A collar on TMDV is the collar strategy applied to TMDV (etf). The strategy is structurally neutral (protective): A collar pairs long stock with a protective out-of-the-money put financed by a short out-of-the-money call, capping both tails of the position around the current spot. With TMDV etf trading near $116.29, the strikes shown on this page are snapped to the nearest listed TMDV chain strike and the premiums come straight from the end-of-day bid/ask midpoint.
How are TMDV collar max profit and max loss calculated?
Max profit roughly equals short-call strike minus cost basis plus net premium; max loss roughly equals cost basis minus long-put strike minus net premium. Breakeven shifts by the net premium. For the TMDV collar priced from the end-of-day chain at a 30-day expiry (ATM IV 43.80%), the computed maximum profit is unbounded per contract and the computed maximum loss is unbounded per contract. Live intraday quotes will differ as the chain moves through the trading session.
What is the breakeven for a TMDV collar?
The breakeven for the TMDV collar priced on this page is no defined breakeven on the modeled curve at expiration, derived from end-of-day chain premiums. Breakeven is the underlying price at which the strategy's P&L crosses zero ignoring transaction costs and assignment risk. The current TMDV market-implied 1-standard-deviation expected move is approximately 12.56%; if the move sits well outside the breakeven distance, the structure's risk-reward becomes correspondingly tighter.
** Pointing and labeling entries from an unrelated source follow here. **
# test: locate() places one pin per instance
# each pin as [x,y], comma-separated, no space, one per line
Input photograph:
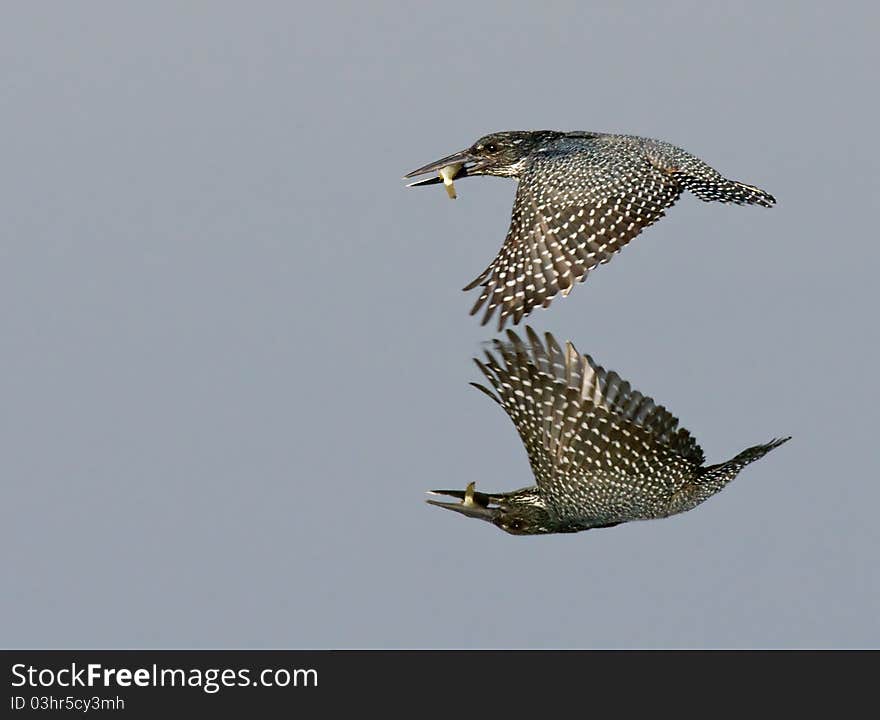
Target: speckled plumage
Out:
[602,453]
[581,197]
When should you consider a collar on TMDV?
Collars on TMDV hedge an existing long TMDV etf position; the long put sets a floor while the short call finances it, often run as a near-zero-cost hedge during expected volatility windows.
How does current TMDV implied volatility affect this collar?
TMDV ATM IV is at 43.80% with IV rank near 75.88%, which is elevated relative to its 1-year range. Premium-selling structures (covered call, cash-secured put, iron condor) generally look more attractive when IV rank is high; premium-buying structures (long call, long put, debit spreads) are more expensive in that regime.